Wer sich als Produzent Marka und Yesilkaya einkauft, weiß, dass er keinen "Tatort" von der Stange erhält. In "Die Wahrheit" (2016) machten sie aus dem unmotivierten Mord an einem Familienvater auf offener Straße in München bedrückendes Angst-Fernsehen, welches an das Paranoia-Kino der 70er-Jahre erinnerte. In "Es lebe der Tod" erlebte Ulrich Tukur im gleichen Jahr eine hessische Variante des David-Fincher-Klassikers "Sieben". Und nun? In ihrer sechsten Arbeit für den deutschen Krimi-Klassiker baute das in den späten 70-ern geborene Kreativduo einen Film im Film, der Hauptdarstellerin Meret Becker an das Pellen einer Zwiebel erinnert.
Kommissar Karow – wie erfahrene Berlin-Zuschauer wissen – ein Typ der Extreme, vergräbt sich mit einer Pressekopie des Berlinale-Films im Kinosaal und studiert das Werk des unter Verdacht stehenden Regisseurs Michael Schwarz (Isaak Dentler). Dessen Drehbuchautor Peter Koteas (Simon Schwarz) kann nicht mehr belangt werden, er beging mittlerweile Selbstmord. Ist "Meta" also das Werk eines Gestörten, der seine eigene Mörder-Geschichte der Welt als Kinoerlebnis hinterlassen wollte? Je länger Karow recherchiert, sprich: je öfter er den Film gesehen hat, desto mehr glaubt er daran, dass alles, was im Film passiert, auch in Wirklichkeit geschehen wird. Oder ist es umgekehrt?

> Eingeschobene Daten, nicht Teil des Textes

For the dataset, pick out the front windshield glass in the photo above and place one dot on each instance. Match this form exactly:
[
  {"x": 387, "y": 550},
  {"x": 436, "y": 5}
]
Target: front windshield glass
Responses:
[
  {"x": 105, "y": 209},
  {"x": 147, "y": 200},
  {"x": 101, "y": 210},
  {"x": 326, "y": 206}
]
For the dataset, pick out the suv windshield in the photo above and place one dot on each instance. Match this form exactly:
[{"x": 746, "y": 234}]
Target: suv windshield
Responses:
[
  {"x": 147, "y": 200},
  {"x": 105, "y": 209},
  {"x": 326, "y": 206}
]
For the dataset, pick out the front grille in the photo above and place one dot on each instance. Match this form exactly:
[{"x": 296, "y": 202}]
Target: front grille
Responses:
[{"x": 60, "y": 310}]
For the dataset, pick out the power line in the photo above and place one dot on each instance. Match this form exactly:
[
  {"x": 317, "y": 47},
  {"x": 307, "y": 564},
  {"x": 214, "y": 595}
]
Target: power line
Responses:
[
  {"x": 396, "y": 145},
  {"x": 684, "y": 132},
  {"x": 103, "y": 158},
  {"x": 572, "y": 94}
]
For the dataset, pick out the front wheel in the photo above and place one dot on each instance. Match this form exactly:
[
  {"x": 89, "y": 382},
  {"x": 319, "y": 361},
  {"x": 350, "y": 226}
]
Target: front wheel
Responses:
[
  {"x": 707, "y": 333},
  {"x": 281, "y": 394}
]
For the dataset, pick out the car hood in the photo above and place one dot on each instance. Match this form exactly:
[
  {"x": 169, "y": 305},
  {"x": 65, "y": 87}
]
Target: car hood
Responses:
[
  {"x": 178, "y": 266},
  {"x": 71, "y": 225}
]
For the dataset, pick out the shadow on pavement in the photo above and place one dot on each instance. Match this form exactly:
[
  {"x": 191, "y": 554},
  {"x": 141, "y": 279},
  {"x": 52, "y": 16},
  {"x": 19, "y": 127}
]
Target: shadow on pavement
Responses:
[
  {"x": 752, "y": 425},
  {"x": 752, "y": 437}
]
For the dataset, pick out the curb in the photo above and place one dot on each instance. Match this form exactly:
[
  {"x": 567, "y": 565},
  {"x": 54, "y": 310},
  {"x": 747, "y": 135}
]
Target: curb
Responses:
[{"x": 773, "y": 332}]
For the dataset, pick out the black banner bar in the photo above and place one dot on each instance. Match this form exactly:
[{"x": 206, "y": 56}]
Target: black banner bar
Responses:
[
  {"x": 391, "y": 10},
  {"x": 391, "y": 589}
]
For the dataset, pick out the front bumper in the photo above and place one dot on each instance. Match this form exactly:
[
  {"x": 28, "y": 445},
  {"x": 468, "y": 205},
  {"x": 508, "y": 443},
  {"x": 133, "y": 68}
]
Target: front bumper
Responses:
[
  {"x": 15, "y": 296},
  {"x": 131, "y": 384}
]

Der "Tatort: Meta" ist einerseits eine vertrackte Denksportaufgabe. Eine, wie sie beispielsweise Christopher Nolan seinem Publikum in Filmen wie "Memento" oder "Inception" zumutete. Der Zuschauer fragt sich immer öfter: Auf welcher Ebene befinde ich mich gerade? Und: Ist es möglich, dass mein Kopf noch logisch zusammenbekommt, was mir hier aufgetischt wird? Dass der Film im Film, die Bearbeitung des Mordfalles durch zwei von Fabian Busch und Ole Puppe dargestellte Cops, wie ein öder B-Movie aussieht, der so wohl niemals auf der Berlinale laufen würde, schmälert die Freude über diesen lustvoll und mutig gedachten "Tatort" ein wenig.
Auch hilft es wenig, dass mit "Taxi Driver" (1976) und seinem famosen Hauptdarsteller Robert De Niro noch eine dritte Ebene eingezogen wird, an deren Handlung sich die nachgeborenen Plots auch noch orientieren. Vielleicht war es keine gute Idee, dass Szenen aus "Taxi Driver" im Berlinale-"Tatort" zu sehen sind. Im Vergleich zu Martin Scorseses Klassiker wirken die beiden anderen Filme eher wie mitgeschnittenes Amateurtheater. Wobei man relativieren muss: Weil den Berliner Figuren Karow und Rubin schon immer eine etwas klischeehafte Härte und Verzweiflung innewohnte, tut ihnen diese düsterwitzig überdrehte Räuberpistole auch mal gut.